Open shikharish opened 3 months ago
Due the change in curriculum of first years, the first-year-scraper is outdated and needs to be updated.
Can you add the details of what has changed?
@shikharish ?
The format of the pdf from which first years timetable is scraped has completely changed. So the logic of scraping needs to be changed.
The format of the pdf from which first years timetable is scraped has completely changed. So the logic of scraping needs to be changed.
Can you send the new PDF?
So, chillzone doesn't have proper data at the moment?
No.
Oh, so, when will we need to make the required changes?
Now if possible but chillzone uses very outdated pdf parsing libraries that require python 3.7. @shikharish is there no alternative?
the problem is not that it uses outdated parsing libraries. this year the whole format of the pdf was changed so we need to write the new logic of the scraper from scratch.
the problem is not that it uses outdated parsing libraries. this year the whole format of the pdf was changed so we need to write the new logic of the scraper from scratch.

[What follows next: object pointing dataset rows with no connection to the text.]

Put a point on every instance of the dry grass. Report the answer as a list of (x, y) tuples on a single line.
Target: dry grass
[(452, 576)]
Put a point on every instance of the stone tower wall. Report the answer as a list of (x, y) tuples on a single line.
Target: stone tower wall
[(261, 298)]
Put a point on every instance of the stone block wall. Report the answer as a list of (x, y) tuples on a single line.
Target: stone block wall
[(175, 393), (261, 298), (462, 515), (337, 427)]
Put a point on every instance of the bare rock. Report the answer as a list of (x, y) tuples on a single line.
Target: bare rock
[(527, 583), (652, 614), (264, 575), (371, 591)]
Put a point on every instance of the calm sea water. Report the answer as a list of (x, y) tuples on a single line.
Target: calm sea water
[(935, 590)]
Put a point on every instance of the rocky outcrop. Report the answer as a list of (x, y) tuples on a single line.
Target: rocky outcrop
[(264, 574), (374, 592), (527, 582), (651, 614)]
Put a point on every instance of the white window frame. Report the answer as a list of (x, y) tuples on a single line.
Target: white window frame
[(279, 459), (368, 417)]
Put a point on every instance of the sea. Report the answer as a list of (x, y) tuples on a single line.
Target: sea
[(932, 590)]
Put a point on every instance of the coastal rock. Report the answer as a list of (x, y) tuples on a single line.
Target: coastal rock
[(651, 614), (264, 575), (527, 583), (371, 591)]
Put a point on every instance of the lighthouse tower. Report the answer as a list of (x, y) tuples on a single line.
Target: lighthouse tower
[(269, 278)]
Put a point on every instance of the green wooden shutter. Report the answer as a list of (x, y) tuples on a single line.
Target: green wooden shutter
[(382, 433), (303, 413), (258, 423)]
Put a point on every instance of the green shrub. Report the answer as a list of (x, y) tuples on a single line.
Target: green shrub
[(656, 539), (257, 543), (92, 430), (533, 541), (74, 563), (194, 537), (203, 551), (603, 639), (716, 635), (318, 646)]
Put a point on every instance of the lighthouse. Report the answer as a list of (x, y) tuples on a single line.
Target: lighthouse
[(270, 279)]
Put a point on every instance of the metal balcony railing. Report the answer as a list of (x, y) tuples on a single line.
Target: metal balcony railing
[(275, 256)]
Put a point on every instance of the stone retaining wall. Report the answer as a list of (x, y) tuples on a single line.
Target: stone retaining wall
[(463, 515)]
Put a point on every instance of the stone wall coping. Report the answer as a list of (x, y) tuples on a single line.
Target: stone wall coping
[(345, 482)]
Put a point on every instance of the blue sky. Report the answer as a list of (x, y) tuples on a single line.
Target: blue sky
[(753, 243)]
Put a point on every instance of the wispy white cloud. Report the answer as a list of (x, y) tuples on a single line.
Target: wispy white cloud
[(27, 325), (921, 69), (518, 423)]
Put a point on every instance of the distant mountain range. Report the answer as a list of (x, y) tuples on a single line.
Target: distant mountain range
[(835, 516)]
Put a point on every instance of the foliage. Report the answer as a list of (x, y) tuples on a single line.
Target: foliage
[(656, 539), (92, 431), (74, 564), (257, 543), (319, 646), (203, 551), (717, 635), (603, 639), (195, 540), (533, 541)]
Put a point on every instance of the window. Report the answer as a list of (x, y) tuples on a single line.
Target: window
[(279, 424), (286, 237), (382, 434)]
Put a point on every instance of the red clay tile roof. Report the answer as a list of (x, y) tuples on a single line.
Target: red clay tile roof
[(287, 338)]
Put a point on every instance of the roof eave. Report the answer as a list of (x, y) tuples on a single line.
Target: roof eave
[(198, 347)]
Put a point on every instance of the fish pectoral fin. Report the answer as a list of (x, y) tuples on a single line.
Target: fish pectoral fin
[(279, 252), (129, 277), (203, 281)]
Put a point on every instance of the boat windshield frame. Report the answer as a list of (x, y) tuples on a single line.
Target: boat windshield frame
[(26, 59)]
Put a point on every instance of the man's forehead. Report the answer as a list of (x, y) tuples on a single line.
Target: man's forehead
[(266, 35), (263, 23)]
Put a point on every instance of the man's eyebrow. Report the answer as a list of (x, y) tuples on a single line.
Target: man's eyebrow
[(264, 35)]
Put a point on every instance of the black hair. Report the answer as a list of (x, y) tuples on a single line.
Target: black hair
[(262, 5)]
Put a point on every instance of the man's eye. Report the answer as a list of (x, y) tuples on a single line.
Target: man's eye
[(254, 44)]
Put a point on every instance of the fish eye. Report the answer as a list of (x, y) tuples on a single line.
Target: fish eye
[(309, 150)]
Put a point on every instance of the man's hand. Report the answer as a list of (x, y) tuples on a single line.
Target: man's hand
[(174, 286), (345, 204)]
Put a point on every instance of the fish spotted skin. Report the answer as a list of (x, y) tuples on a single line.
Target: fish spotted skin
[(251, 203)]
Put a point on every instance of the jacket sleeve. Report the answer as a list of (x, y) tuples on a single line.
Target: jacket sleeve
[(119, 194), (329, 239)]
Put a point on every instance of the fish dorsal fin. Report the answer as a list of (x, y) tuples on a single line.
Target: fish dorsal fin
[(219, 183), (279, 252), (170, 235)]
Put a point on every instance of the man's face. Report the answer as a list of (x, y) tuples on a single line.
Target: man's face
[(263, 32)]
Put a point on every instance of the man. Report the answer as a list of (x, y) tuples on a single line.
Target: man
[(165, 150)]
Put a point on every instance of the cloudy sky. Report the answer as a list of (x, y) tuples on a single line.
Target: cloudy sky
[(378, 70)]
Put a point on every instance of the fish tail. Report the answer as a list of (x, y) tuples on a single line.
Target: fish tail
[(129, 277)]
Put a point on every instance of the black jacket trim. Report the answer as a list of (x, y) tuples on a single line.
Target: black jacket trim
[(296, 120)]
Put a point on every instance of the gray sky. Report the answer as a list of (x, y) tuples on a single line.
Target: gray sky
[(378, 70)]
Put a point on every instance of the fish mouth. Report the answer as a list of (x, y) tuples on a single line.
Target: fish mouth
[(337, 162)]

The format change is fine, we can do it. We should focus on getting rid of the outdated libraries first. This is unmaintainable. Are there any alternatives?
Not one I could find. camelot-py parses pdf to xlsx directly which makes scraping easier, while other scrapers can covert to plain-text/html.
Not one I could find. camelot-py parses pdf to xlsx directly which makes scraping easier, while other scrapers can covert to plain-text/html.
Can we use something like libreoffice to convert the pdf to a spreadsheet and then parse that using a recent library?
libreoffice cant do that afaik. we can try using api of some online tool like ilovepdf, smallpdf....
What about onlyoffice?
dont think so.
Hmm, in that case we should write a Dockerfile to run the scraper in.
Due the change in curriculum of first years, the first-year-scraper is outdated and needs to be updated.